Necîbüddîn Şîrâzî isimli bir zat şöyle anlatıyor: Bir zamanlar velilerin sözlerinden birkaç parça elime geçmişti. Mütalaa ettim. Bana gayet hoş geldi. Bu sözü araştırdım. Kimin sözüdür, bundan başka eserleri var mıdır, bu zatı bulayım da, önüne diz çökeyim dedim. Bir gece rüyada, heybetli, vakarlı, ak sakallı, pek nurani bir zatın evimize girdiğini gördüm. Hemen abdesthaneye gitti. Abdest alacaktı. Beyaz bir kaftan giymişti. Kaftanın üzerinde iri hatla, altın suyu ile, Âyet-el-kürsî yazılmıştı. Ben onun arkasından gittim. Kaftanı çıkarıp bana verdi.

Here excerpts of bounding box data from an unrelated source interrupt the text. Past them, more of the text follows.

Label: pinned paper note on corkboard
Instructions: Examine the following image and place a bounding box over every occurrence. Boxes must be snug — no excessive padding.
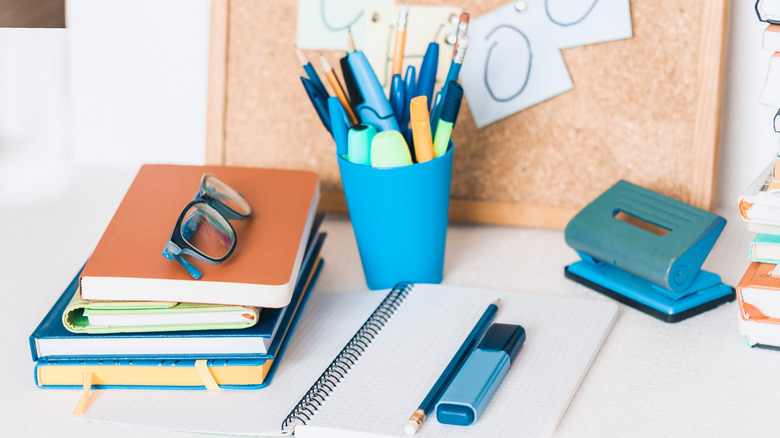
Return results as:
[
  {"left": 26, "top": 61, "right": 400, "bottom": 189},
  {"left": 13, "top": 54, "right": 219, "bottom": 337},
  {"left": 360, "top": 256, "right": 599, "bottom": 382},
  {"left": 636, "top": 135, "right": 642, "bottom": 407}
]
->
[
  {"left": 460, "top": 0, "right": 631, "bottom": 127},
  {"left": 207, "top": 0, "right": 729, "bottom": 228}
]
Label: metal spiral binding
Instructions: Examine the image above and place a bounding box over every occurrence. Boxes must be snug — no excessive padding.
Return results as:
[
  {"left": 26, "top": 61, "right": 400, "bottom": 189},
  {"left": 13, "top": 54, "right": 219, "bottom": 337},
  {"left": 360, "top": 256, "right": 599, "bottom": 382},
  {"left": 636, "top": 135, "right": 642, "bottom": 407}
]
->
[{"left": 282, "top": 283, "right": 412, "bottom": 432}]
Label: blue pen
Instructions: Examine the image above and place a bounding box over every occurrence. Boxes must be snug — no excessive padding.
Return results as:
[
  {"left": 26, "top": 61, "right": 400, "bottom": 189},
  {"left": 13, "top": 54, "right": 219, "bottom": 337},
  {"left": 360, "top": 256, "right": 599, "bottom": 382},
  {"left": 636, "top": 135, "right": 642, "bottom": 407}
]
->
[
  {"left": 400, "top": 65, "right": 417, "bottom": 146},
  {"left": 404, "top": 300, "right": 501, "bottom": 435},
  {"left": 301, "top": 76, "right": 331, "bottom": 132},
  {"left": 431, "top": 91, "right": 441, "bottom": 128},
  {"left": 295, "top": 46, "right": 328, "bottom": 98},
  {"left": 328, "top": 96, "right": 349, "bottom": 156},
  {"left": 347, "top": 51, "right": 399, "bottom": 131},
  {"left": 431, "top": 35, "right": 469, "bottom": 137},
  {"left": 390, "top": 75, "right": 406, "bottom": 127},
  {"left": 413, "top": 43, "right": 439, "bottom": 109}
]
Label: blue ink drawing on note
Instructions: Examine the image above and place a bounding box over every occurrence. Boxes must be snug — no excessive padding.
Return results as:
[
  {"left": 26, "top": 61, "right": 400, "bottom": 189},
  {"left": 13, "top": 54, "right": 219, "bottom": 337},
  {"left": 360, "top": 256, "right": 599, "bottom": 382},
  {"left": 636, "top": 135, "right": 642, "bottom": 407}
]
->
[
  {"left": 296, "top": 0, "right": 393, "bottom": 50},
  {"left": 460, "top": 0, "right": 632, "bottom": 127}
]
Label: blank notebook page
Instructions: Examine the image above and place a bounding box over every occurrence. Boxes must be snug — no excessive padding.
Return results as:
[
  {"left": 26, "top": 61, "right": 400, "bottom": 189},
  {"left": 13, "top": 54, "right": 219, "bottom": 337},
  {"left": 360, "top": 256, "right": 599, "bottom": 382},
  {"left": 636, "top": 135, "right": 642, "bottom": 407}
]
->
[{"left": 295, "top": 285, "right": 617, "bottom": 438}]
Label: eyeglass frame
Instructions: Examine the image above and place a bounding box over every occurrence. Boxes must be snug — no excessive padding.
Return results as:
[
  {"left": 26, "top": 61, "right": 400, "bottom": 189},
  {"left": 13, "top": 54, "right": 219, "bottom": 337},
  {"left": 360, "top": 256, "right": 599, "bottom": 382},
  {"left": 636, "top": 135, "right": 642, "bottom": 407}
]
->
[{"left": 162, "top": 173, "right": 252, "bottom": 280}]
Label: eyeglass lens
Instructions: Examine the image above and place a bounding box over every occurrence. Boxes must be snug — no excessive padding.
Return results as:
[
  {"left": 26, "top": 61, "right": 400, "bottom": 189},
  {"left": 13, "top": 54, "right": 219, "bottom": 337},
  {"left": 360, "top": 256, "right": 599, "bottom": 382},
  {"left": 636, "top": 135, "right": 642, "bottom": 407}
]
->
[
  {"left": 181, "top": 202, "right": 236, "bottom": 259},
  {"left": 203, "top": 175, "right": 252, "bottom": 216}
]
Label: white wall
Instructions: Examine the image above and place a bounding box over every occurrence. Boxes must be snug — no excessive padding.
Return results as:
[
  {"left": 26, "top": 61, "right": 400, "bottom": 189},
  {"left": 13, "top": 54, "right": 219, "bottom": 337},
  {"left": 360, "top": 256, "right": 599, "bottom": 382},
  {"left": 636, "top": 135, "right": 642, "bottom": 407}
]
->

Bu kaftanın altında ondan daha göz kamaştırıcı bir yeşil kaftan daha vardı. Bunda da, önceki gibi aynı hatla, altın yazıyla Âyet-el-kürsî yazılmıştı. Onu da bana verdi. “Ben abdest alıncaya kadar bunları tut!” buyurdu. Abdest aldı ve “Bu iki kaftandan hangisini istersen sana vereyim.” buyurdu. Hangisini verirseniz, bence sevgilidir dedim. Yeşil kaftanı bana giydirdi. Beyazı da kendisi giydi. Sonra “Beni bilir misin? Ben, o okuduğun parçaların müsannifiyim. Sen onu arzuluyordun... Ben Ebû Yâkûb Yûsuf-i Hemedânî'yim. Ona, yani o okuduğun yazılara Zînet-ül-Hayât adını verdim. Ayrıca Menâzil-üs-Sâlikîn ve Menâzil-üs-Sâyirîn gibi sevilen eserlerim de vardır.” buyurdu. Uyanınca çok sevindim. Ona olan muhabbetim çok arttı.